Post workout nutrition is the most important for me. I need to recover and fast. So I use Matrix Recovery XT at the minute. Tastes good and really does make a huge difference in the recovery window.

Will your guide dog Ascot be with you for any of it?

Sadly, no! Ascot will be staying at home, it is very difficult to get a guide dog in and out of the UK and especially when you are heading out to the USA. He is also a terrible runner! He has only been out with me twice and he tires so quickly, he is made for walking and attracting as many strokes as he can!

Simon Wheatcroft and Ascot the guide dog

Woof woof!

Will anyone else be running with you?

To help me run the distance I will need some guide runners. It is not feasible to take a team out with me. So my plan is to use social media to find people to help me along the way. Meeting lots of exciting people will be a big part of this adventure!

What help have you had so far?

I have teamed up with RunKeeper to help me find the guide runners. If I don’t have enough guides, there is no way I can make it between the cities.

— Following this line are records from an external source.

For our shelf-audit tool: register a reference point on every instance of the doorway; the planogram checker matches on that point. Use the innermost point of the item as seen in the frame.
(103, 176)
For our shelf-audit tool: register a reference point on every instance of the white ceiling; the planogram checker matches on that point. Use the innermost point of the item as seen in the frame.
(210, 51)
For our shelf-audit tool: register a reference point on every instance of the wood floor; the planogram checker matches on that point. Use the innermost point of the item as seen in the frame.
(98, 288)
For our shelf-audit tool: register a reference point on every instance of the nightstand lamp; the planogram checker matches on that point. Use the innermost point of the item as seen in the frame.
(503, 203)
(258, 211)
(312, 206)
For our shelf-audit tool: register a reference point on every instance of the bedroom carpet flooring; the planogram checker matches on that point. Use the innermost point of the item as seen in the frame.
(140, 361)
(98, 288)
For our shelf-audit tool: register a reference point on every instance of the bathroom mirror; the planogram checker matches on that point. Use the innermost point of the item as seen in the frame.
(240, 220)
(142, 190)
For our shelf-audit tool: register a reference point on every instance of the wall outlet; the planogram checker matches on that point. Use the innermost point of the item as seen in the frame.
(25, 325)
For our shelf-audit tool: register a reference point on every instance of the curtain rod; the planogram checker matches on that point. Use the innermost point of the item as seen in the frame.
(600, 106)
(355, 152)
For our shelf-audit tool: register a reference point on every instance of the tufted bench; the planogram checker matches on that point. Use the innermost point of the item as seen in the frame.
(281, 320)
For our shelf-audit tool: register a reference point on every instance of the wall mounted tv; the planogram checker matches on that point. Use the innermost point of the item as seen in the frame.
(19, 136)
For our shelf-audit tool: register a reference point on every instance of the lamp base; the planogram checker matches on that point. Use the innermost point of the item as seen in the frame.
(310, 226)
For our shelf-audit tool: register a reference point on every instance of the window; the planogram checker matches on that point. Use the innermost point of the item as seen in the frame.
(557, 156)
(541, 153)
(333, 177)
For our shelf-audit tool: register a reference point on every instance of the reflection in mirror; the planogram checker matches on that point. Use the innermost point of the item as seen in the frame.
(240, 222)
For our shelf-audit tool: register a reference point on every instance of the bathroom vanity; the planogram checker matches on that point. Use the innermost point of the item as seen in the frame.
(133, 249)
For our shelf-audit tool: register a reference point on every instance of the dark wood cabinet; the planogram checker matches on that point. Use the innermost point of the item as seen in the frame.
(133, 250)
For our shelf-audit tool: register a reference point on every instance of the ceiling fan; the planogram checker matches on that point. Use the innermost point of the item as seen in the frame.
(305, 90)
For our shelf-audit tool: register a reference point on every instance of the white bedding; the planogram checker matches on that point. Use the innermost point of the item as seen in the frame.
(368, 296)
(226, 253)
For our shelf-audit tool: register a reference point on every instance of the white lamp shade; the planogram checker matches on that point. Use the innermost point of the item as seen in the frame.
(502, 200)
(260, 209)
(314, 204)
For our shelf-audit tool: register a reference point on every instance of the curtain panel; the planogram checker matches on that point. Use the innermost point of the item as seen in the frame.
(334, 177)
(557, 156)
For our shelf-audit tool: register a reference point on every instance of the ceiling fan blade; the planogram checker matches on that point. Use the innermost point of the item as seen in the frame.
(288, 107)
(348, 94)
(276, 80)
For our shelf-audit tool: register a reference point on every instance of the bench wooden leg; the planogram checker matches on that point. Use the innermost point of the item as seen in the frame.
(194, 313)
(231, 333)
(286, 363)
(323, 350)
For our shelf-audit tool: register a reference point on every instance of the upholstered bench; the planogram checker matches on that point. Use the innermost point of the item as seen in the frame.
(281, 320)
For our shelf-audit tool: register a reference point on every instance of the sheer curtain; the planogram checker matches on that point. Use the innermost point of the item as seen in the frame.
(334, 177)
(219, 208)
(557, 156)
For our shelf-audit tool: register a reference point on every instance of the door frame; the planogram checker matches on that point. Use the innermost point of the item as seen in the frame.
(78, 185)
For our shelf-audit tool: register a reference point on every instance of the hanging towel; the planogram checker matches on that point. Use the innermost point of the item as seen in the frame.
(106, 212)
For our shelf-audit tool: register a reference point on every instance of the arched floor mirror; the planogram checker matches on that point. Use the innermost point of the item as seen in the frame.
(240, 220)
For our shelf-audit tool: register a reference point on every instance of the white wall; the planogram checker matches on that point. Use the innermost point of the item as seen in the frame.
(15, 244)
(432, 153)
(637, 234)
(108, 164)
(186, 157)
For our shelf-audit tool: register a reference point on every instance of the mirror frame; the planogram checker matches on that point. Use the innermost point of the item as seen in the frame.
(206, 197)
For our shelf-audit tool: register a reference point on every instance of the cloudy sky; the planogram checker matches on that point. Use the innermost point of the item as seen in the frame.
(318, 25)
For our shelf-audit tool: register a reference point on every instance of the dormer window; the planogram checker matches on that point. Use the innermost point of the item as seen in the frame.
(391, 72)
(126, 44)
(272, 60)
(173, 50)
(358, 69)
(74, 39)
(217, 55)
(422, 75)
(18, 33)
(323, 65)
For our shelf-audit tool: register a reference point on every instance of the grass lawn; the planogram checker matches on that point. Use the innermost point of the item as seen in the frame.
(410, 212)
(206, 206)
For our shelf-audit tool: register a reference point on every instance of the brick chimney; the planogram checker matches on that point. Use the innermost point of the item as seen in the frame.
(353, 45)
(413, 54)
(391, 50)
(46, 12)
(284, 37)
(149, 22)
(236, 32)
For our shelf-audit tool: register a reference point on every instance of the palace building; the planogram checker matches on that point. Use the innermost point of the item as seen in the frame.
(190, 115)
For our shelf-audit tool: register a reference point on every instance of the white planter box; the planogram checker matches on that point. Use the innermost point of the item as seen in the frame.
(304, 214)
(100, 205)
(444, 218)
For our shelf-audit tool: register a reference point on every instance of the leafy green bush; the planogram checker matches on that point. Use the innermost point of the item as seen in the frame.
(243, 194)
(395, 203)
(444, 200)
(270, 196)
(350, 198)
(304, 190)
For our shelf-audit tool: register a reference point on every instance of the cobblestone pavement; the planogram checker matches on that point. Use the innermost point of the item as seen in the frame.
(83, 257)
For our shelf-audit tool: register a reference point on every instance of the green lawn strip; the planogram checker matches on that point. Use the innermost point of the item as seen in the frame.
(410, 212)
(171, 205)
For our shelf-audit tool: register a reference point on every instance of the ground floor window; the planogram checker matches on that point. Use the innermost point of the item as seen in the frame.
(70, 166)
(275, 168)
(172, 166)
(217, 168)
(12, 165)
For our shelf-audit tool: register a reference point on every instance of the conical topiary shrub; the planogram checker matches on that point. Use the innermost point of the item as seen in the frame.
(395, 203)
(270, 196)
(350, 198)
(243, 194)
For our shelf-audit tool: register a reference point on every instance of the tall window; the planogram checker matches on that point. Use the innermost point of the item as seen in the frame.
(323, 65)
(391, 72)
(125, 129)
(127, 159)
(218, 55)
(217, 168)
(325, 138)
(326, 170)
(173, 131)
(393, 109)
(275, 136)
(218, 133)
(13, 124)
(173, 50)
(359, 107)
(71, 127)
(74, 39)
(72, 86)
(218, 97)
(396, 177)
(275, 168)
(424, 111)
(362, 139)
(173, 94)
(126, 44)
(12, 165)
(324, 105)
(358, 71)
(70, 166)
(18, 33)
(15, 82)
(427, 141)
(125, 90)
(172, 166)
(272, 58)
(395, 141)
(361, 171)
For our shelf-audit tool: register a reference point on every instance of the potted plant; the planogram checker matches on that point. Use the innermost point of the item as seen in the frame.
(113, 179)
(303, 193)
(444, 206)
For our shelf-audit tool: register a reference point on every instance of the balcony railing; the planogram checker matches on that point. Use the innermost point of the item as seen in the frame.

Is there any other way people can help?

If anyone knows someone who lives between Boston and NYC that would like to run with me, get in touch! And, if anyone works for a sportswear brand, a few pairs of trainers might help!

What do you hope to learn from this experience?

I enjoy seeing how far I can push myself. This adventure should be interesting as I have never competed in a multi-day event. I have generally stuck to one long distance or 24 hour endurance events. I hope to see how far I can go and see just how many people I can connect with.

What do you feel you can teach others?

That dreams are possible. You just have to work hard and keep striving to achieve. It has been a long journey to arrive at this point. I’ve had difficult times with training, especially when trying to fit it in alongside a busy family life, university and working!